CIOK-FM
- Saint John, New Brunswick; Canada;
- Frequency: 100.5 MHz
- Branding: K100

Programming
- Format: Adult contemporary

Ownership
- Owner: Maritime Broadcasting System
- Sister stations: CFBC, CJYC-FM

History
- First air date: 1987
- Call sign meaning: Contains K for K100

Technical information
- Class: C
- ERP: 100,000 watts
- HAAT: 381.5 metres (1,252 ft)

Links
- Webcast: Listen Live
- Website: k100.ca

= CIOK-FM =

Radio station in Saint John, New Brunswick

CIOK-FM (100.5 MHz) is a Canadian radio station in Saint John, New Brunswick, owned by the Maritime Broadcasting System. The station currently offers an adult contemporary format branded on-air as K100. Prior to July 2009, it had an adult contemporary format before changing to CHR/Top 40. As of September 2015, the station moved back to AC.

==Format==
The format change happened a little after the same time CFQM-FM in Moncton changed from an Adult Contemporary format, to a Classic Hits format in July 2009.

CIOK was being programmed out of Moncton and in order to cut costs, MBS decided that instead of flipping CIOK to a classic hits format they would change the format to a CHR/Top 40 format to more effectively compete with rival CHWV-FM. CIOK-FM's switch to CHR joined sister station CKCW-FM in Moncton, which moved from top 40 to hot AC by that same time. Nielsen BDS later moved the station to the Canadian hot adult contemporary panel after the flip of this station to top 40. In September 2015, the station returned to adult contemporary.

==History==

Original version of the current logo, created in 2006 when the station was playing a soft rock format.

Original logo, dating back to the 1990s, discontinued use in 2006.

On December 3, 1986, Mervyn Russell, representing a company to be incorporated received approval from the CRTC to operate a new FM radio station at Saint John. The station began broadcasting in 1987 with Gary Crowell as the GM, and Jim Goldrich returned to CIOK from working at CJYQ in St. John's, Newfoundland and Labrador. CIOK's original studios and offices were on 400 Main Street in Place 400. In the mid-1990s, K100 moved their studios and offices to Union Street, where they are still located. In 1997, the station was purchased by Newcap Broadcasting and was re-purchased by MBS Radio in 2005.
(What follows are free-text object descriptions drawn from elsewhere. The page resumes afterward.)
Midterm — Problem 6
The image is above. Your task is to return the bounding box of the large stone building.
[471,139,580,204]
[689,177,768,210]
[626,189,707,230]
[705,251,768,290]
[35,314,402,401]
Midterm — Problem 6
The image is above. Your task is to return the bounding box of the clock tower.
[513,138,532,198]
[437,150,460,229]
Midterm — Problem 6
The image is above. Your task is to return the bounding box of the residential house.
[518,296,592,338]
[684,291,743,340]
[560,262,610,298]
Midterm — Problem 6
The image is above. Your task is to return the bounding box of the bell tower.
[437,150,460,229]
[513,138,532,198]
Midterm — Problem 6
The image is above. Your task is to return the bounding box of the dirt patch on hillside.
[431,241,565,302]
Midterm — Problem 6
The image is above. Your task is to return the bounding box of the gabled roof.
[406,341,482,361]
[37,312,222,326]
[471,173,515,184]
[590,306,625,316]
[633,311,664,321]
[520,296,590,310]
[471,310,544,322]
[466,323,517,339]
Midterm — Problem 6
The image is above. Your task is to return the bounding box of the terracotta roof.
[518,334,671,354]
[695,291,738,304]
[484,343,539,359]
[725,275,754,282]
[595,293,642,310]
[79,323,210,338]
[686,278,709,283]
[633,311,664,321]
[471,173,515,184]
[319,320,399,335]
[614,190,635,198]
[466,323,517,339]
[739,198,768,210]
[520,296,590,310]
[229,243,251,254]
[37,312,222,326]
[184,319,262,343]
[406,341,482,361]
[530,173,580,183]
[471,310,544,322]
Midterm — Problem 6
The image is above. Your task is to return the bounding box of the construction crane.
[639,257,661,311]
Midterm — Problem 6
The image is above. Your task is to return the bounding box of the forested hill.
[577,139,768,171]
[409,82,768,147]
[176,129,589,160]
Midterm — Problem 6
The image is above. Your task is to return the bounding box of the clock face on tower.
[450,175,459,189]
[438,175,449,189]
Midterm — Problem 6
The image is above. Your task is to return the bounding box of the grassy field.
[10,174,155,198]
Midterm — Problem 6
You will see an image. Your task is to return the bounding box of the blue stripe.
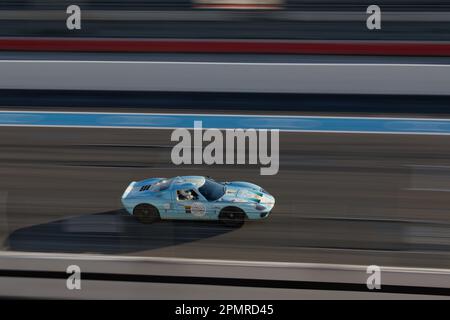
[1,111,450,134]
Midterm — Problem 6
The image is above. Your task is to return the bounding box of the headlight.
[122,182,135,199]
[255,204,266,211]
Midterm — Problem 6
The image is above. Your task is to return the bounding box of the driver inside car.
[177,189,194,201]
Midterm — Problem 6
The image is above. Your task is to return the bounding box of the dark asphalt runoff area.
[1,122,450,268]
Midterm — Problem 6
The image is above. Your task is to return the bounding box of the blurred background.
[1,0,450,40]
[1,0,450,299]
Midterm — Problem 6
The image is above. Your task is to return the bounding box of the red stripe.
[193,4,281,9]
[1,38,450,56]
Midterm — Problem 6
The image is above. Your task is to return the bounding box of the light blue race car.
[121,176,275,227]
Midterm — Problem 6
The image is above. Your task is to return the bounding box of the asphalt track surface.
[2,119,450,269]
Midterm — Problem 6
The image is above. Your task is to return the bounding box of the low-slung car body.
[121,176,275,227]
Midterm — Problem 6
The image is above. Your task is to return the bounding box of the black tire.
[219,207,246,228]
[133,204,160,224]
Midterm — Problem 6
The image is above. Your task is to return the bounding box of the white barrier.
[1,60,450,96]
[0,251,449,299]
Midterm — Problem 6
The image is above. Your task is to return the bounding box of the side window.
[176,189,199,201]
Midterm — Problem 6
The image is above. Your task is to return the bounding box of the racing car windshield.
[198,179,225,201]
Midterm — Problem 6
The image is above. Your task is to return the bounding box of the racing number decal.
[185,202,206,217]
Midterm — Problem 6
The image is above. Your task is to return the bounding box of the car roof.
[170,176,206,190]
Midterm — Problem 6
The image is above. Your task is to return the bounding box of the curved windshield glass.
[198,179,225,201]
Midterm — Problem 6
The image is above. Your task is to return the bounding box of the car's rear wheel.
[133,204,160,224]
[219,207,246,228]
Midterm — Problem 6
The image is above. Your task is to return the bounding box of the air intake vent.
[139,185,152,191]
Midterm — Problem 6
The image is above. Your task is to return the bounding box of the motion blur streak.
[2,2,450,40]
[3,111,450,135]
[2,60,450,95]
[2,38,450,56]
[1,252,450,299]
[2,126,450,269]
[3,0,450,299]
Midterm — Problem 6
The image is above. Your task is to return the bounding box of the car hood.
[219,183,275,208]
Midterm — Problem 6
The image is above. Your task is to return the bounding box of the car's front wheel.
[133,204,160,224]
[219,207,246,228]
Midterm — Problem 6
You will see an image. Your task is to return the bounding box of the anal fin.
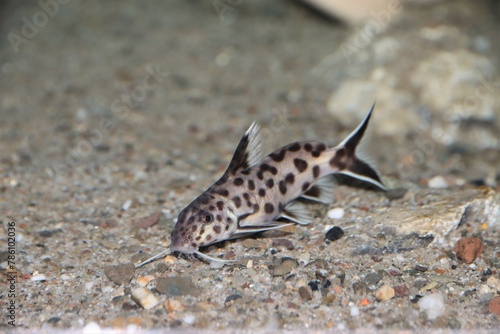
[281,201,313,225]
[234,221,293,236]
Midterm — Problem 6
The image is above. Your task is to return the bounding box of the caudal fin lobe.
[331,103,386,190]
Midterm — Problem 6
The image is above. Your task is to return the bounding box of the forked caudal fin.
[331,103,386,191]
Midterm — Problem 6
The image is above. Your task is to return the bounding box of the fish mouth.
[170,239,197,255]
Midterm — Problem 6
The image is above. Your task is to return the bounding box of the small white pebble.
[246,259,253,269]
[131,287,159,310]
[418,293,445,320]
[102,285,114,294]
[478,284,492,295]
[85,282,94,290]
[327,208,345,219]
[182,313,196,325]
[122,199,133,211]
[350,305,360,317]
[60,274,71,281]
[83,322,102,334]
[428,175,448,188]
[31,274,47,282]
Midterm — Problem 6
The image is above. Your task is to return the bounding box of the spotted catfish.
[170,104,386,262]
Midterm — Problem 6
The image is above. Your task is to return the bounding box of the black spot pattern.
[279,181,287,195]
[312,165,320,178]
[284,173,295,184]
[232,196,241,208]
[214,188,229,197]
[288,143,301,151]
[304,143,313,151]
[248,179,255,190]
[214,225,222,234]
[294,158,308,173]
[264,203,274,214]
[258,188,266,197]
[302,182,310,192]
[269,149,286,162]
[233,178,244,186]
[312,142,327,157]
[217,201,224,210]
[260,163,278,175]
[266,179,274,188]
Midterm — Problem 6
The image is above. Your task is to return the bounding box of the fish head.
[170,193,237,254]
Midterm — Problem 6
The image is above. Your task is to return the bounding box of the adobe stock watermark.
[50,64,169,176]
[212,0,243,23]
[7,0,72,54]
[341,0,404,64]
[259,105,295,145]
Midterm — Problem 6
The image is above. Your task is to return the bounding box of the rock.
[327,208,345,219]
[352,281,368,295]
[350,305,360,317]
[488,297,500,317]
[364,272,383,286]
[242,239,263,249]
[271,258,298,276]
[418,293,445,320]
[454,236,483,264]
[428,176,449,189]
[164,299,186,312]
[156,277,201,297]
[374,285,395,301]
[384,188,408,201]
[325,226,345,242]
[104,263,135,285]
[272,238,294,250]
[298,286,313,300]
[135,212,161,229]
[30,273,47,282]
[131,287,160,310]
[394,285,410,297]
[136,275,155,287]
[486,276,500,292]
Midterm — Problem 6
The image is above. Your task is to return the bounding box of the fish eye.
[203,214,213,224]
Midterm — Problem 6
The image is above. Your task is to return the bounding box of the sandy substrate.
[0,0,499,332]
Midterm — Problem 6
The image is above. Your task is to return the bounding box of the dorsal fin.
[225,122,262,174]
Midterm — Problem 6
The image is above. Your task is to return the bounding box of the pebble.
[136,275,155,287]
[384,187,408,200]
[122,199,133,211]
[131,287,159,310]
[454,236,483,264]
[327,208,345,219]
[83,322,102,334]
[298,286,313,300]
[182,314,196,325]
[272,238,294,250]
[30,273,47,282]
[393,285,410,297]
[104,263,135,285]
[488,297,500,316]
[486,276,500,291]
[164,299,186,312]
[419,281,439,292]
[271,258,298,276]
[156,277,201,296]
[364,272,383,286]
[135,212,161,229]
[350,305,360,317]
[374,285,395,301]
[428,175,449,188]
[242,239,263,249]
[325,226,345,242]
[418,293,445,320]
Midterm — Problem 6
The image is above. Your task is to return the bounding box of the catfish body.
[170,105,385,259]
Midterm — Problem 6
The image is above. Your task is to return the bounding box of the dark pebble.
[393,285,410,297]
[464,290,475,297]
[156,277,201,297]
[47,317,61,324]
[325,226,345,241]
[272,238,294,250]
[410,294,423,303]
[39,230,54,237]
[122,302,140,311]
[323,279,332,289]
[415,265,428,272]
[104,263,135,285]
[481,268,492,282]
[384,187,408,200]
[308,280,320,291]
[298,286,313,300]
[270,249,277,255]
[364,272,383,286]
[225,294,242,305]
[352,282,368,295]
[135,212,161,229]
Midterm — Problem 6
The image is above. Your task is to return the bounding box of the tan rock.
[454,236,483,264]
[374,285,395,301]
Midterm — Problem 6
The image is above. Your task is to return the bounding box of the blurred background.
[1,0,499,186]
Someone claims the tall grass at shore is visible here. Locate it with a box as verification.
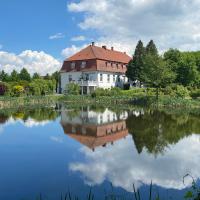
[0,95,61,109]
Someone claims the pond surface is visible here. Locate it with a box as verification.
[0,105,199,200]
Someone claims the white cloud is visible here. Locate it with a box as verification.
[50,136,64,143]
[49,33,65,40]
[24,118,50,127]
[0,50,61,75]
[71,35,86,41]
[61,44,87,58]
[68,0,200,53]
[0,117,52,134]
[69,134,200,192]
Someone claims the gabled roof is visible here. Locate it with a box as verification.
[66,45,132,63]
[67,129,128,150]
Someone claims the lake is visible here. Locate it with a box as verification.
[0,104,199,200]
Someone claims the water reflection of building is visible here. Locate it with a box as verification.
[60,107,129,151]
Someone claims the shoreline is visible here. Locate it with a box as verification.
[0,94,200,109]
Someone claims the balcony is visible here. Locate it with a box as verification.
[77,80,98,86]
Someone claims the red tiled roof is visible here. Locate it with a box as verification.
[67,129,128,150]
[66,45,132,63]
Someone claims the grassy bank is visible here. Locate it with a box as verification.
[0,95,62,109]
[60,94,200,108]
[1,88,200,109]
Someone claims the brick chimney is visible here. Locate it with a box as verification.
[102,45,107,50]
[111,47,114,51]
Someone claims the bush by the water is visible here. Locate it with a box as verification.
[0,79,56,97]
[163,85,190,98]
[64,83,80,95]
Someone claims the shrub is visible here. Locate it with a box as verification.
[65,83,80,95]
[190,89,200,99]
[12,85,24,97]
[29,82,41,96]
[123,83,130,90]
[163,84,189,98]
[175,85,189,98]
[0,82,7,95]
[163,85,176,96]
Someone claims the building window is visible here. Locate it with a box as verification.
[71,62,75,69]
[68,75,72,82]
[100,74,103,81]
[113,75,115,82]
[107,114,110,122]
[107,74,110,82]
[81,61,86,68]
[100,115,103,124]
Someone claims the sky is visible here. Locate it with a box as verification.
[0,0,200,75]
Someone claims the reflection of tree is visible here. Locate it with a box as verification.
[0,107,59,124]
[0,113,9,124]
[126,110,200,155]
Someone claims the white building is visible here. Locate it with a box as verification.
[59,43,132,94]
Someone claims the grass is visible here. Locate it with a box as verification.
[0,94,62,109]
[60,94,200,109]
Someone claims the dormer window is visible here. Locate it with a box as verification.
[71,62,75,69]
[81,61,86,68]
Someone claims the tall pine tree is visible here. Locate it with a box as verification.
[126,40,145,84]
[145,40,158,56]
[11,70,19,82]
[19,68,31,81]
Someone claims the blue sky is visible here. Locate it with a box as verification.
[0,0,200,75]
[0,0,90,58]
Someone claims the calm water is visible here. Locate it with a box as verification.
[0,105,200,200]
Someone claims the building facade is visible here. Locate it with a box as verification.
[60,43,132,94]
[60,106,129,151]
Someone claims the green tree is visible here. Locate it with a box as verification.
[44,73,50,80]
[142,54,175,88]
[0,70,10,82]
[145,40,158,56]
[10,70,19,82]
[32,72,40,79]
[51,71,60,92]
[19,68,31,81]
[164,49,181,72]
[141,41,175,99]
[126,40,145,84]
[65,83,80,95]
[176,54,200,86]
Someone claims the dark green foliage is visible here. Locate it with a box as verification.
[126,40,145,82]
[0,70,10,82]
[145,40,158,56]
[0,82,7,95]
[141,54,175,88]
[19,68,31,81]
[0,68,57,97]
[10,70,19,82]
[176,54,200,86]
[32,72,40,79]
[65,83,80,95]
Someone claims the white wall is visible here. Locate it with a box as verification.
[60,107,129,125]
[60,71,82,93]
[60,71,128,93]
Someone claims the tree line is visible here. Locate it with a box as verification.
[0,68,60,97]
[126,40,200,92]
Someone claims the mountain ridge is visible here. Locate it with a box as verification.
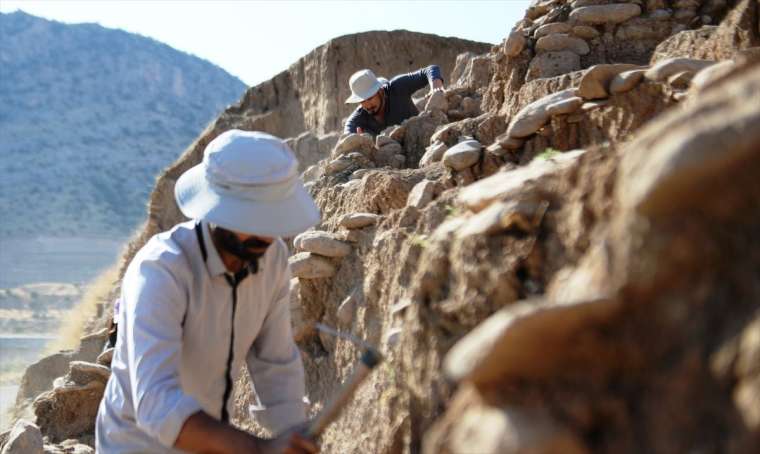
[0,11,247,238]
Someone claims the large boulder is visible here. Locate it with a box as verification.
[1,420,43,454]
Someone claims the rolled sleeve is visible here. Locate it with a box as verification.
[246,255,307,434]
[123,259,202,447]
[391,65,443,97]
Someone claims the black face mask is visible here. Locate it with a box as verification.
[211,226,271,271]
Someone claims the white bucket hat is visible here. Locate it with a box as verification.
[174,130,320,237]
[345,69,384,103]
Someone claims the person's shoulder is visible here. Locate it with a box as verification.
[348,105,367,118]
[127,221,196,278]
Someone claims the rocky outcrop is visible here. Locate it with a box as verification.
[235,31,490,138]
[483,0,740,115]
[110,31,489,285]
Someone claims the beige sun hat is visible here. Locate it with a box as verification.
[345,69,384,103]
[174,130,320,237]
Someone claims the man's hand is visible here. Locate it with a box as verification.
[431,78,444,93]
[256,424,319,454]
[356,126,364,134]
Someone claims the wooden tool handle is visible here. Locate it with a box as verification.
[306,349,382,438]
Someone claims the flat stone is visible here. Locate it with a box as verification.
[690,60,735,93]
[339,212,380,229]
[581,100,608,111]
[535,22,572,39]
[504,31,526,57]
[375,134,396,148]
[546,96,584,115]
[390,299,413,316]
[447,92,463,109]
[288,278,309,341]
[294,231,352,258]
[430,122,462,146]
[350,169,370,180]
[385,327,403,349]
[617,23,660,40]
[609,69,647,94]
[496,133,525,150]
[507,89,577,138]
[336,294,356,326]
[461,96,480,117]
[419,141,449,167]
[301,164,322,182]
[2,419,43,454]
[444,297,621,386]
[735,376,760,431]
[446,404,589,454]
[527,51,581,81]
[672,91,688,102]
[324,156,353,175]
[96,348,114,366]
[486,143,506,156]
[425,90,448,111]
[338,180,362,193]
[332,133,374,158]
[644,57,715,82]
[571,25,600,39]
[578,64,642,99]
[388,125,406,142]
[443,140,482,171]
[667,70,693,89]
[407,180,437,209]
[34,381,105,443]
[673,8,697,21]
[536,33,590,55]
[289,252,337,279]
[457,199,548,238]
[736,317,760,377]
[378,141,403,156]
[526,0,555,19]
[570,3,641,24]
[68,361,110,386]
[649,8,672,20]
[459,149,586,211]
[571,0,604,7]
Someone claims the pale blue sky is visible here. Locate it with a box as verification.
[1,0,530,86]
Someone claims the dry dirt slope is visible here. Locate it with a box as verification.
[4,3,760,453]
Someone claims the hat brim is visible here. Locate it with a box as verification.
[344,80,383,104]
[174,163,320,237]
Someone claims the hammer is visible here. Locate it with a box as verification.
[306,323,384,438]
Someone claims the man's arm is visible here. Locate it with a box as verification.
[390,64,444,97]
[246,245,308,435]
[344,108,365,134]
[124,257,309,453]
[175,412,258,453]
[176,412,317,454]
[122,259,205,448]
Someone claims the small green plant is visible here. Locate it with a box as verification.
[536,147,560,160]
[444,204,462,219]
[409,233,430,249]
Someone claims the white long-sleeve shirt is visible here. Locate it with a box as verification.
[96,220,306,453]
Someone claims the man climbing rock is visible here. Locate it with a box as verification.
[344,65,444,135]
[96,130,320,454]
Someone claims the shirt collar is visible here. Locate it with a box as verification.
[200,221,228,277]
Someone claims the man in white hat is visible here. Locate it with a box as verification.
[96,130,320,453]
[344,65,444,135]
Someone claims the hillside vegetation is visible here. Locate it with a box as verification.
[0,12,246,237]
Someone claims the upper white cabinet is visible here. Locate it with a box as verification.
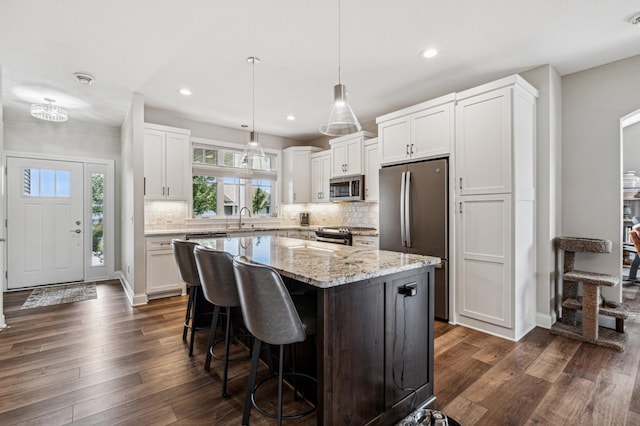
[455,88,513,196]
[364,138,379,201]
[282,146,322,204]
[376,94,455,166]
[311,150,331,203]
[454,75,538,341]
[144,123,191,200]
[330,131,376,178]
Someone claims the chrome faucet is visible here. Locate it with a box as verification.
[239,206,252,228]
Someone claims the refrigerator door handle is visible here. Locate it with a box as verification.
[400,171,406,247]
[405,171,412,247]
CIOK was the long-time radio home of Saint John radio personality Bruce Weaver who hosted CIOK's morning show from 1991 to 2002 and made CIOK #1 in the ratings during that time.

CIOK announcers along with the announcers of two other MBS stations and support staff continue went on strike for a fair deal, which was achieved in 2012.

==Ads==
Although the station's reports are not on Mediabase, the station's ads were exactly the same as sister hot adult contemporary station CKCW-FM in Moncton; however, Mediabase now lists the station as of March 2011 for adds on the same Canadian hot AC panel as rival CHWV-FM. As of August 2011, MBS's website identifies CIOK-FM, and sister station CKCW-FM's, formats as being top 40 or CHR.